Waters’ statement is below.

“Mr. Chairman, I yield myself as much time as I may consume.

H.R. 1090 would halt the Department of Labor’s ongoing efforts to protect American retirement savers from investment advice that conflicts with their best interests.

The bill would prohibit the Department from promulgating any rule on the issue until 60 days after the Securities and Exchange Commission (SEC) finalizes its own fiduciary rule for investment advisers and broker dealers. The bill would then delay the SEC’s long overdue rulemaking by requiring the Commission to first report to Congress a separate economic analysis that, among other things, considers how a new standard would affect a broker’s profits.

These delays are unacceptable and ignore the real issue that the Department is trying to address —conflicted retirement investment advice that costs our nation’s workers and retirees an estimated $17 billion each year. The Department’s rulemaking would do so by requiring persons providing retirement advice to put the interests of their clients ahead of their own and abide by a fiduciary duty—the same duty that we expect from our doctors, lawyers, and trustees.

Simply put: a financial advisers should not be paid more for recommending one product over another, but should abide by a fiduciary standard of care.

Would you be comfortable if your doctor was paid more for an office visit for recommending one drug over another?
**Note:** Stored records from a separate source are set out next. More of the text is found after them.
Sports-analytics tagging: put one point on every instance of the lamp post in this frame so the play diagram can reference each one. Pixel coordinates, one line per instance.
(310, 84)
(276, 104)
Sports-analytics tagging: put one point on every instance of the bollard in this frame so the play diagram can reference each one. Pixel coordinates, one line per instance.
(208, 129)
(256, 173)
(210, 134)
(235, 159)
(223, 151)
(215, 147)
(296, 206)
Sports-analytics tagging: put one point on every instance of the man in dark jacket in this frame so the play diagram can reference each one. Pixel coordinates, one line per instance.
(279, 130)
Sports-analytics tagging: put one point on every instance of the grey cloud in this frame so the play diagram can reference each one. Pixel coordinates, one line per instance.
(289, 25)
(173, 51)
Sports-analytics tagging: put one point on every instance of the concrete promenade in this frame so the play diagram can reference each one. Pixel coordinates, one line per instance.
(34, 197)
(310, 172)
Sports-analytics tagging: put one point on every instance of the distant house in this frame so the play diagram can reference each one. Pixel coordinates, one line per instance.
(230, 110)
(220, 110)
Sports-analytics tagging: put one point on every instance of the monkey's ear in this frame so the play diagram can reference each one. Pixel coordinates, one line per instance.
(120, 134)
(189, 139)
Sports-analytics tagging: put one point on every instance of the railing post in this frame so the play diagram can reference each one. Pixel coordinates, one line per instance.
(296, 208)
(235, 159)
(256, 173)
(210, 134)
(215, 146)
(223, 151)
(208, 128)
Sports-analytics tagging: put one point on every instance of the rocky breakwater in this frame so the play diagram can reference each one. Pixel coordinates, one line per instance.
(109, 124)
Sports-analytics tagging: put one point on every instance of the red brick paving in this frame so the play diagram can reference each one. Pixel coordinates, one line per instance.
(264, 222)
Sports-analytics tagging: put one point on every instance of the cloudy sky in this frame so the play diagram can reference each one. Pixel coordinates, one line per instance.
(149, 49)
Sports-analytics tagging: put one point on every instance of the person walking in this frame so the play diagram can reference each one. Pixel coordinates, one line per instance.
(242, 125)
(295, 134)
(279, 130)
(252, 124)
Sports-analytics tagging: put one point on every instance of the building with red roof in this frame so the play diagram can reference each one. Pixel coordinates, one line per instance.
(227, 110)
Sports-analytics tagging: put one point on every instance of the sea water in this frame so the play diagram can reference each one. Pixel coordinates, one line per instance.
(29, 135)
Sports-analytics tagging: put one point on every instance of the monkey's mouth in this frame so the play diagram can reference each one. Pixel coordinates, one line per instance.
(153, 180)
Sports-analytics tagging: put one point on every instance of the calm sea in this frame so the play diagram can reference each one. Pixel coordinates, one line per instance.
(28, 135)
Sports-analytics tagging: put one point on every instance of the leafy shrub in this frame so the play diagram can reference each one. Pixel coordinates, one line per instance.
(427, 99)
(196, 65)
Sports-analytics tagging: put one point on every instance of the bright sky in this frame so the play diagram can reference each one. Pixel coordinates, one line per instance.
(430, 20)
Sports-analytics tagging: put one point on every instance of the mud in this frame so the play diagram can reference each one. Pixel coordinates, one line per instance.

Or for a lawyer to be paid more for interpreting the law one way or another? No, of course not.

And yet, we allow these same conflicts to exist with those that are providing millions of hardworking Americans with advice on their retirement savings. These conflicts encourage advisers to, for example, push a 70-year-old retiree to invest more of her savings in a stock fund, rather than a less risky short term bond fund, simply because the adviser receives 150% more for making the riskier recommendation.

Such a common sense update in the law to address these conflicts is long overdue and, indeed, at the Department, is over 5 years in the making. During that time the Department has published an initial 2010 proposal, solicited feedback and held public hearings on that proposal, and issued a re-proposal this past spring. Since that re-proposal was published, the public and interested stakeholders have had 164 days of public comment, four full days of multi-panel public hearings, and ample opportunity to meet with the Department, which held over 100 meetings with interested stakeholders, not including meetings with Members of Congress.

Thanks to the Department’s diligence and willingness to listen to stakeholder concerns, the proposal now enjoys broad support, including support from 95 financial services groups; public interest, civil rights, and consumer organizations; labor unions; and many investment advisors, who are already providing advice to savers under a fiduciary standard. These groups range from the AARP, Public Citizen and the Consumer Federation of America to the Financial Planning Coalition, among many others.

All of this points to the Department’s tangible efforts to take a balanced, measured approach to developing a rule that works. And I fully support their efforts to continue to work toward its completion, not only because it is necessary, but because it just makes common sense.

What’s more, the need to update the law quickly is urgent Hardworking Americans lose an estimated $17 billion dollars per year – or $47 million per day – to conflicted retirement investment advice.

And while we should clearly encourage the Securities and Exchange Commission to also update its own rules on investment advice over securities, we should not make retirement savers wait any longer for protection by hinging the DOL’s rulemaking to the SEC’s, as H.R. 1090 would do.

I support the Labor Department’s efforts to finalize a rule, and urge my colleagues to vote NO on H.R. 1090.

Thank you, I reserve the balance of my time.”